Eu me lembro de uma vez estar cantando com violão na
calçada do elevador Lacerda, para divulgar uma peça, e João Paulo,
ex-artilheiro do Treze, ia passando e parou pra me dar um abraço.
Eu me lembro das doses de cachaça com açúcar e canela na
borda do copo, no Quintal do Raso da Catarina, o bar do Franco.
Eu me lembro do caixa de um banco onde fui descontar um
cheque nominal e ele observou que estava faltando o “Neto”no meu nome
(“Tecnicamente, este cheque é para seu avô”), mas me pagou assim mesmo. Valeu!
Um comentário:
Lembrei-me de um monte de coisas dessas, embora tenha começado a viver Salvador uns anos depois.
Lembro de Dom Marcos, um ancião que vivia nos casarões abandonados do Pelourinho e dizia com sotaque ter vindo num "porta-naves" (que eu corrigia para "porta-aviões" e ele, mal prestando atenção, concordava: "Isso mesmo, você tá certo, "porta-naves").
Lembro de um mágico, já quase sem rapidez de movimentos, que saia pelos bares da orla para ganhar uns trocados, e que por duas vezes eu chorei ao vê-lo tentando convencer um pobre pombo a se manter oculto dentro do lenço.
Lembro da vigília pelas Diretas-Já, com alguns políticos de esquerda, Caetano, Gonzaguinha e outros, na horrível "pracinha" cimentada que chamávamos então de "Cemitério de Sucupira".

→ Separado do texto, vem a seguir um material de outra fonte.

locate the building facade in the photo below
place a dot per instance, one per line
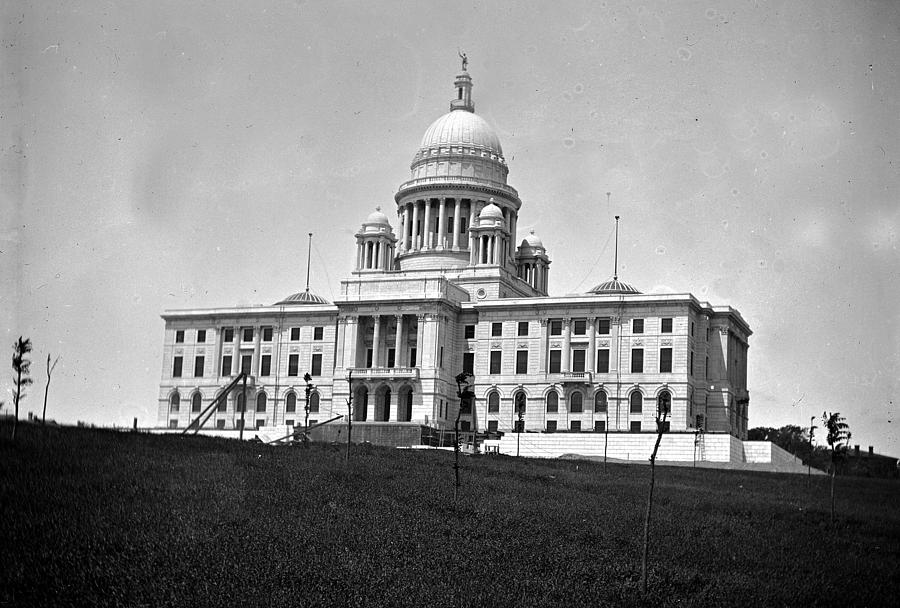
(450, 287)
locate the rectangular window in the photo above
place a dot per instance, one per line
(521, 361)
(469, 363)
(496, 359)
(556, 328)
(603, 360)
(316, 364)
(555, 361)
(578, 358)
(637, 360)
(665, 360)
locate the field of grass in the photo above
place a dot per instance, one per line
(95, 517)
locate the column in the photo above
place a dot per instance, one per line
(398, 343)
(376, 341)
(456, 224)
(442, 223)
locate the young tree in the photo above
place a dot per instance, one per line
(21, 367)
(839, 441)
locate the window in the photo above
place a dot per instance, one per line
(555, 361)
(600, 402)
(636, 402)
(603, 360)
(261, 402)
(665, 360)
(637, 360)
(521, 361)
(469, 363)
(316, 364)
(578, 359)
(576, 403)
(496, 359)
(494, 402)
(552, 402)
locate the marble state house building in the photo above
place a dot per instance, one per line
(453, 288)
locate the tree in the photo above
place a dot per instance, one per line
(21, 367)
(839, 441)
(50, 369)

Lembro das tardes inteiras na Literarte, rodeado de camisetas de Che Guevara e tentando escolher livros baratos com umas merrecas que sobravam da mesada.
Lembro da frase, que Dante dizia estar escrita na entrada do Inferno, grafitada na entrada da cantida da faculdade de Arquitetura da UFBa: "Lasciate ogni speranza, voi ch'entrate!".
Lembro das boas apresentações do Projeto Pixinguinha.
Lembro das aulas hilariantes de Roberto Albergaria ou de Ricardo Líper na faculdade de Filosofia e Ciências Humanas, em São Lázaro.
Lembro da boa música que ouvíamos de madrugada na barraca do Merrá, perto de Pituaçu, antes de a Prefeitua proibir que os barraqueiros usassem as barracas para fins semi-residenciais.
Lembro do quebra-quebra de ônibus, e até das passeatas do PT que ACM indiretamente estimulava para enfraquecer o peso eleitoral do PMDB em Salvador.
Realmente, é difícil alguém passar alguns anos em Salvador e não depositar na memória tantas coisas lindas, bonitas, feias ou horríveis. E lembro que dizíamos na época que a cidade tinha uma magia, e citávamos Caetano, que nunca falou sobre isso.